Support from her friends and fellow students has allowed Rojas to grow her business as well. Grupo Folklórico de UCLA, of which Rojas has been a member since her freshman year, commissioned Rojas to create a set of rings for a group of performers ahead of its Fiesta Mexicana 2021, Grupo Folklórico’s annual dance showcase. Aranza Guzman, alumnus and former Grupo Folklórico coordinator, said the club decided to order matching rings from Rojas not only to boost Aroma Jewelry but also to memorialize its performance.
“(Aroma Jewelry) is providing … really cute rings, but it’s also providing the opportunity to create those memories and those connections,” Guzman said. “A memory or a bond between you and your friends wearing the ring (forms).”
The dancers decided on jade tones and gold rings after voting on which color would look best with their dresses, Guzman said. She has since worn the memento from Fiesta Mexicana for other special occasions, she said, such as for her graduation pictures and at commencement.
“It feels like I’m carrying a piece of (Rojas) wherever I go, which is something that I cherish,” Guzman said.
Other Aroma Jewelry customers include a high school friend of Rojas, Carlos Figueroa, who said he has supported Aroma Jewelry by purchasing products for himself and reposting Instagram content to spread the word. An important detail of the rings is that they are custom-made to fit the buyer’s size, Figueroa said, so they know they will receive an accessory that fits perfectly.
In the future, he said he would love to see Rojas expand her business by introducing different kinds of jewelry, such as earrings that match the rings. Transitioning to a website would also be a great way for her shop to grow, he said.
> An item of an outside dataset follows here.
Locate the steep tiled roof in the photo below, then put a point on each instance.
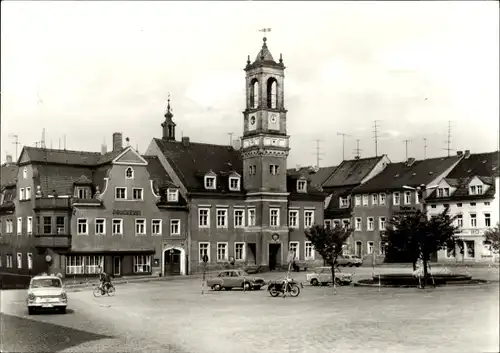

For Rojas, she said being a bilingual Latina has helped her broaden her consumer base and ensure her Spanish-speaking customers feel comfortable ordering from her. Women of color who are business owners empower her, so operating a Latina-owned business is a source of pride, she said.
“I really want (customers) to feel like what they bought was made with a lot of love and a lot of intention behind it,” Rojas said. “I really care about making it as perfect as possible to try to make them happy.”